Richard Baxter avait une santé très délicate et de grandes infirmités. Il raconte de la manière suivante comment cette affliction devint pour lui une source de bénédiction.

«J’ai passé la plus grande partie de mon ministère sous le poids de ces infirmités, qui me faisaient vivre et prêcher dans l’attente continuelle d’une mort prochaine; et j’ai trouvé que cette dispensation était pour moi une inestimable source de grâces spirituelles.

- Car, en premier lieu, elle affaiblissait beaucoup la force des tentations auxquelles j'étais exposé.

- De plus, elle m’inspirait un grand renoncement au monde.

- Outre cela, elle m’enseignait à estimer beaucoup le temps; de sorte que si j’en perdais la moindre partie dans l’oisiveté ou dans des choses frivoles, c’était une véritable peine et un fardeau pour mon âme.

Aussi je dois dire à la louange du Dieu infiniment sage qui m’a conduit dans mon pèlerinage d’ici-bas, que le temps m’a toujours paru plus précieux que l’or ou que tout autre gain terrestre, et que je n’en ai pas méprisé les plus courts moments, non plus que je n’ai été séduit par aucun des péchés qui sont connus sous le nom général de paresse.

Enfin, mes souffrances de corps m’ont fait étudier et prêcher les choses nécessaires, et ont un peu excité mon cœur si tiède à parler aux pécheurs avec quelque compassion, comme un mourant doit parler à des mourants. Voilà les bienfaits que Dieu m’a donnés par cette affliction, et je bénis humblement sa miséricordieuse Providence de ce qu’elle a mis son trésor dans un vase de terre et m’a élevé à l’école de la douleur.»

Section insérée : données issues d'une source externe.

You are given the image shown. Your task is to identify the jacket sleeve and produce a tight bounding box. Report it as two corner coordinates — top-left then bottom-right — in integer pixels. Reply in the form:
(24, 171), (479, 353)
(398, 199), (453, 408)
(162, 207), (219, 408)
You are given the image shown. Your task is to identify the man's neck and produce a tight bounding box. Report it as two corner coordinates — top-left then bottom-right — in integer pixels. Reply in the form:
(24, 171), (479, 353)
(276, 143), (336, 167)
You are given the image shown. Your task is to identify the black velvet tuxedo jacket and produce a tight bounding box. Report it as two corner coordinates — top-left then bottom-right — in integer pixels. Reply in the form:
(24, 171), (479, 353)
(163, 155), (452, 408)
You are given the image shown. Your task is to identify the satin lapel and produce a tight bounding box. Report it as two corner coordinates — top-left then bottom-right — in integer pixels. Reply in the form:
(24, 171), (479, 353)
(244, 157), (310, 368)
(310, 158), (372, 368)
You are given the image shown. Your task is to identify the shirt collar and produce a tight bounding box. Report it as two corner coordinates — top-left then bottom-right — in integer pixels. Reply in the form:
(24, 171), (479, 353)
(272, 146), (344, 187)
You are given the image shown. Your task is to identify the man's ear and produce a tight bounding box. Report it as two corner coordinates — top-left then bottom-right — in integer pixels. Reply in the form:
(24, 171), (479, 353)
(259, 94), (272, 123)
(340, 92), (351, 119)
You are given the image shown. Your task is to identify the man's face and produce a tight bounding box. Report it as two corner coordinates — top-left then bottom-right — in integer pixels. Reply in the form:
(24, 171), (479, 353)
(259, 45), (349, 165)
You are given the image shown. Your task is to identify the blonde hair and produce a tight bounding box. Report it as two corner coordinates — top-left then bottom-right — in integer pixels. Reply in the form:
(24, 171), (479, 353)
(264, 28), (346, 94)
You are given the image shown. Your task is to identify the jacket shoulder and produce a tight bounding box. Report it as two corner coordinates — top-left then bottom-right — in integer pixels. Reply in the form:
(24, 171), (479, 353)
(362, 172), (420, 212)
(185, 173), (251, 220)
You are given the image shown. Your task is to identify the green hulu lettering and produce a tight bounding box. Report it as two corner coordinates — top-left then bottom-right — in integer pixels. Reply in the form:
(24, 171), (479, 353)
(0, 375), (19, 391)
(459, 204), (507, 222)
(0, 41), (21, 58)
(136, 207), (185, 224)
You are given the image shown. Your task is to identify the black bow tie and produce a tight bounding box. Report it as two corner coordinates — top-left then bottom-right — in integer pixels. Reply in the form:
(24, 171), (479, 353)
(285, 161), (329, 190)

C’est pendant qu’il était affligé d’une violente hémorragie qu’il composa le livre intitulé: Le Repos éternel des saints: ouvrage dont la salutaire influence a été plus vaste et plus profonde que ne peut l’apprécier aucune intelligence d’homme. Cet écrit a été une bénédiction pour le siècle dans lequel il a paru, et il l’est encore dans le nôtre. Lors même que Baxter n’eût composé que le Repos éternel des saints, il aurait un nom qui ne périra sur la terre que le jour où le monde lui-même sera consumé par le feu.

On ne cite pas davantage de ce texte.